There was a silent auction for the majority of games, as well as a live auction — complete with bidding paddles — for a group of selected games.
Kris Moulton, the café’s owner, has always wanted to organize a board game auction.
During regular days, The Board Room Cafe has over 400 games for people to choose from, anyone can grab a beer or coffee and play them in-house for $5 cover.
“I had heard of a similar auction being done at a games store in California,” he said. “I always liked the idea.”
“It’s a fun thing for our customers to be able to bring in old games and get new ones.”
In the week leading up to auction, people were asked to bring in games they wanted to auction off and to set a minimum selling price for the game.
Moulton said the auction is beneficial for both his customers and his business.
He plans on making the auction an annual event.
“We give gift certificates instead of money to the sellers of the items, so it sort of cycles through. They get new games and we get to sell the new games,” said Moulton.
The games ranged in price and size. The bright, graphic boxes of games lined tables set up around the perimeter of the café with individual bidding sheets in front of each game.
Bids for most games started between $1 and $15.
Some were simple card games such as Scrabble Slam, where players have four cards and the goal is to change the word in front of you as quickly as possible using the letter on the cards the player holds.
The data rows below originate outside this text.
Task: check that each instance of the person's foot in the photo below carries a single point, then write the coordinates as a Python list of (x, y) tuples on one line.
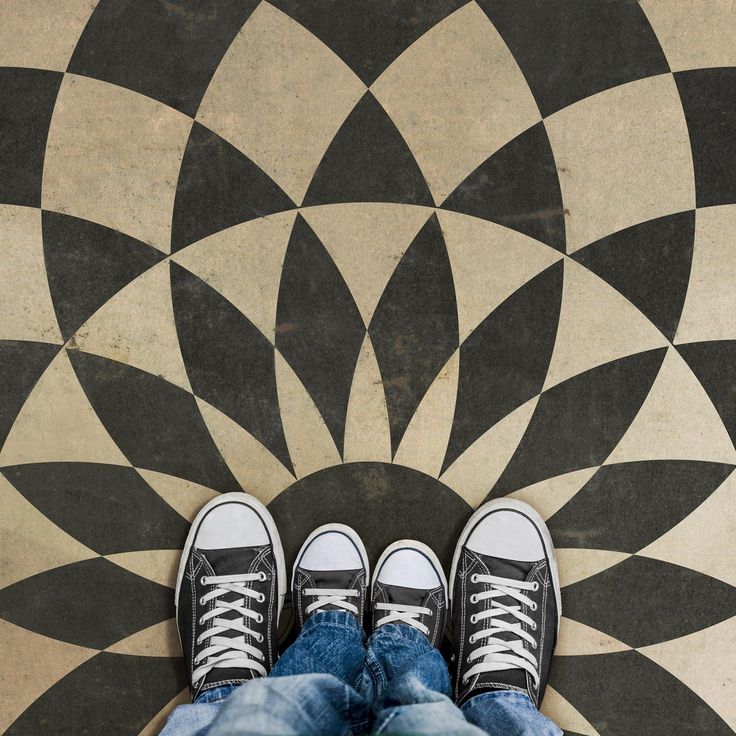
[(229, 593), (505, 602), (409, 587), (330, 574)]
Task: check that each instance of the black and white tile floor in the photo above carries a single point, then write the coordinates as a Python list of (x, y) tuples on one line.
[(373, 263)]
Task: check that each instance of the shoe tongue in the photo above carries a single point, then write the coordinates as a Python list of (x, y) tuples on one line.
[(513, 570)]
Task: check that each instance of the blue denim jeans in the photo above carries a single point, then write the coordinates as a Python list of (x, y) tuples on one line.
[(330, 682)]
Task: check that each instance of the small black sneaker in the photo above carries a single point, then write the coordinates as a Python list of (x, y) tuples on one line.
[(505, 602), (330, 574), (409, 587), (229, 593)]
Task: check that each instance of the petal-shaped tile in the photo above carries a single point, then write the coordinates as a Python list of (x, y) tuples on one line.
[(646, 499), (62, 603), (157, 425), (368, 161), (106, 507), (578, 422), (642, 601), (129, 692), (219, 187), (355, 38), (414, 328), (87, 264), (26, 310), (517, 186), (318, 327), (625, 693), (714, 364), (229, 361), (504, 362), (22, 364), (649, 264)]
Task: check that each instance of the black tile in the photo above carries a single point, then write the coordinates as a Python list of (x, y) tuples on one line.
[(111, 694), (93, 603), (368, 161), (649, 264), (368, 36), (578, 422), (87, 264), (504, 361), (709, 101), (517, 187), (414, 329), (642, 601), (382, 502), (646, 499), (108, 508), (319, 329), (569, 49), (27, 98), (625, 694), (21, 365), (166, 49), (219, 187), (229, 361), (714, 363), (156, 424)]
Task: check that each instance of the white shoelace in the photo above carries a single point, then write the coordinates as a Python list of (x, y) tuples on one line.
[(403, 614), (499, 654), (331, 597), (226, 651)]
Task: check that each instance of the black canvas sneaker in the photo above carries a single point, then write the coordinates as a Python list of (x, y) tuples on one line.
[(330, 574), (505, 602), (409, 587), (229, 593)]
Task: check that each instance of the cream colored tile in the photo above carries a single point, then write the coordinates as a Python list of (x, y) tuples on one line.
[(42, 33), (548, 496), (476, 471), (159, 565), (577, 639), (21, 525), (676, 421), (32, 664), (576, 564), (489, 263), (57, 423), (704, 661), (184, 496), (367, 431), (244, 264), (155, 726), (704, 539), (159, 640), (280, 95), (456, 95), (26, 309), (624, 158), (597, 324), (694, 34), (424, 443), (113, 157), (366, 240), (254, 467), (137, 327), (310, 443), (709, 312), (554, 706)]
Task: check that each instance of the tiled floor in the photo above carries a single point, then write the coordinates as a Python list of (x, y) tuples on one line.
[(372, 262)]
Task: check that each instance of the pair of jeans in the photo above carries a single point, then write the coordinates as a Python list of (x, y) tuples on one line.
[(330, 682)]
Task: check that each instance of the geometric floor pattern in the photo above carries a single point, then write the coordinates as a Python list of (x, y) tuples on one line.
[(371, 265)]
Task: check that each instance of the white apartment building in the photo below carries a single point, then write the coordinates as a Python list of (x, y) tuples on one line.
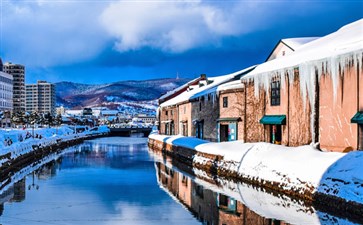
[(40, 97), (18, 73), (6, 92)]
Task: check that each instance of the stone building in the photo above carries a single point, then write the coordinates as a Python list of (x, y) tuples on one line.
[(40, 97), (312, 94)]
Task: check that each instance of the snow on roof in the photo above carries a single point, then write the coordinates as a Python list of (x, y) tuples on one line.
[(327, 54), (109, 112), (204, 90), (169, 93), (74, 112), (3, 74), (236, 84), (296, 43), (345, 40)]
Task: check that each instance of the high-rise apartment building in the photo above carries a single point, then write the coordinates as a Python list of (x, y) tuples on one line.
[(18, 73), (6, 92), (40, 97)]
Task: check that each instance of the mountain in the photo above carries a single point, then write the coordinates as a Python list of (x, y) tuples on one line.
[(137, 94)]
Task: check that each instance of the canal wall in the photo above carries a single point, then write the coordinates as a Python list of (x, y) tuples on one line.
[(332, 181), (14, 158)]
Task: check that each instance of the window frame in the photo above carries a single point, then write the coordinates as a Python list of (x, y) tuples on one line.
[(275, 93), (225, 102)]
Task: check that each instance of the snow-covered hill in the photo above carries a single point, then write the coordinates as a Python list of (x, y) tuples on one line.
[(114, 95)]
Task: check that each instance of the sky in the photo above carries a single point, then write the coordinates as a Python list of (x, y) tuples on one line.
[(103, 41)]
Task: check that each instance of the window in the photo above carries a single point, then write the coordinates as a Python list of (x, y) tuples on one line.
[(275, 93), (225, 102), (360, 131)]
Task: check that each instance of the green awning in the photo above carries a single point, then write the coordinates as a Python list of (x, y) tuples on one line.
[(357, 118), (273, 119), (229, 119)]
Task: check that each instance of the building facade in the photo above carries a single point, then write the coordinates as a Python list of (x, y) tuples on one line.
[(6, 99), (18, 73), (40, 97)]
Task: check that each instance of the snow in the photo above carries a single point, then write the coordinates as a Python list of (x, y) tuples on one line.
[(258, 200), (324, 55), (22, 145), (178, 89), (296, 43), (237, 84), (198, 91), (300, 169)]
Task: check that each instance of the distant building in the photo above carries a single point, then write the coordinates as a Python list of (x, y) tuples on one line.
[(60, 110), (287, 46), (6, 98), (1, 65), (6, 92), (18, 73), (146, 118), (40, 97)]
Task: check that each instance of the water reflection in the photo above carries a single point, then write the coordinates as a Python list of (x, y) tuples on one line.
[(216, 201), (104, 181), (112, 181)]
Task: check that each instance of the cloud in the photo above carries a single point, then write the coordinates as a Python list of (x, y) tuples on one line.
[(178, 26), (171, 26), (47, 33)]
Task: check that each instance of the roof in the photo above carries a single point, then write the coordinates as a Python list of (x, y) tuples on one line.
[(179, 89), (204, 90), (295, 43), (346, 40), (292, 43)]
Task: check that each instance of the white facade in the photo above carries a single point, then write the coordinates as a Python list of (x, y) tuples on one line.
[(40, 97), (18, 73), (6, 92)]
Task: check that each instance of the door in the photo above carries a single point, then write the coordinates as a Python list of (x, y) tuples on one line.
[(275, 134), (223, 133), (199, 130), (360, 136), (232, 131)]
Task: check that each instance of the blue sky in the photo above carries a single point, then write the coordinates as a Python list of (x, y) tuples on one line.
[(95, 41)]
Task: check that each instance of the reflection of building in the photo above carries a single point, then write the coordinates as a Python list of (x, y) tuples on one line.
[(19, 191), (40, 97), (18, 73), (208, 207), (6, 92)]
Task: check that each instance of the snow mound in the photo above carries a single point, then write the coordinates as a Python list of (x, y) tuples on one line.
[(301, 168)]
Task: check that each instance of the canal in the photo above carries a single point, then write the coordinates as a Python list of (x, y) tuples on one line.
[(117, 180)]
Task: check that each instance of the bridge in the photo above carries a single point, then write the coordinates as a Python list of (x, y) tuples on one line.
[(126, 132)]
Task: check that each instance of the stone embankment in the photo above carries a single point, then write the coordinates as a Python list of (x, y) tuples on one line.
[(278, 169), (12, 160)]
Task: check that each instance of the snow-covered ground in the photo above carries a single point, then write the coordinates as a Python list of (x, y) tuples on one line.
[(303, 169), (261, 202), (22, 140)]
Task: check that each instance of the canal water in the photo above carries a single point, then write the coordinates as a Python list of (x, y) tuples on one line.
[(118, 180)]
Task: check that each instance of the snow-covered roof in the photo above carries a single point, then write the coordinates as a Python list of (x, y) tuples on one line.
[(236, 84), (109, 112), (74, 112), (295, 43), (204, 90), (169, 93), (345, 40), (327, 55)]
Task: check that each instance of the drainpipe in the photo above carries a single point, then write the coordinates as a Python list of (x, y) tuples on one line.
[(288, 111), (358, 109), (244, 115), (316, 106)]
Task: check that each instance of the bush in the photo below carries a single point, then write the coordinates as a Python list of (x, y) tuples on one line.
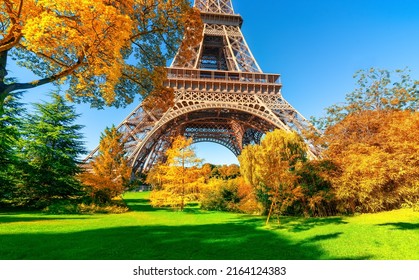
[(229, 195), (74, 207)]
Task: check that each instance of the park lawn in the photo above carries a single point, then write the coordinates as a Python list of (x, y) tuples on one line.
[(164, 234)]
Other more obscure and intriguing games like Don’t Let the Pigeon Drive the Bus had multiple pieces and parts.
This game is geared towards children and the goal is simple: avoid the pigeon chasing a bus by moving the bus around the board.
Moulton estimated as many as 300 games were up for auction.
“There are a couple big ticket items that people brought in, a couple valuable ones,” said Moulton.
One of those big-ticket items in the silent auction had Zack Delaney contemplating his bid.
It was Eclipse, a game that puts players in control of a vast interstellar civilization, and they compete with rivals through nine rounds; whoever has the most victory points at the end is the winner.
”The minimum bid is $120. That’s a lot of money. But it’s the collection of it, plus the expansion packs,” said Delaney.
“The actual value of which online I think is like a couple hundred bucks. It’s still a pretty good deal.”
In the end Eclipse and its expansion packs didn’t sway Delaney, but he was interested in another game.
“Flashpoint Fire Rescue. It’s a cooperative game where everyone plays as a firefighter,” said Delaney.
“Basically you rush into a burning building and get as many people out alive as possible, and if you rescue a certain number everyone wins.”
“The idea is that everyone wins or everyone loses, which I think is kind of neat.”
Paddles shot up as people taking part in the live auction bid for larger games such as Iron Sky: The Board Game and Gears of War: The Board Game.
After the live auction the silent auction’s bids were finalized and those who were triumphant in their bidding claimed their games.
Delaney was outbid on Flashpoint.
Payzant, on the other hand, was victorious, taking the Buffy the Vampire Slayer game home for 35 well-spent dollars.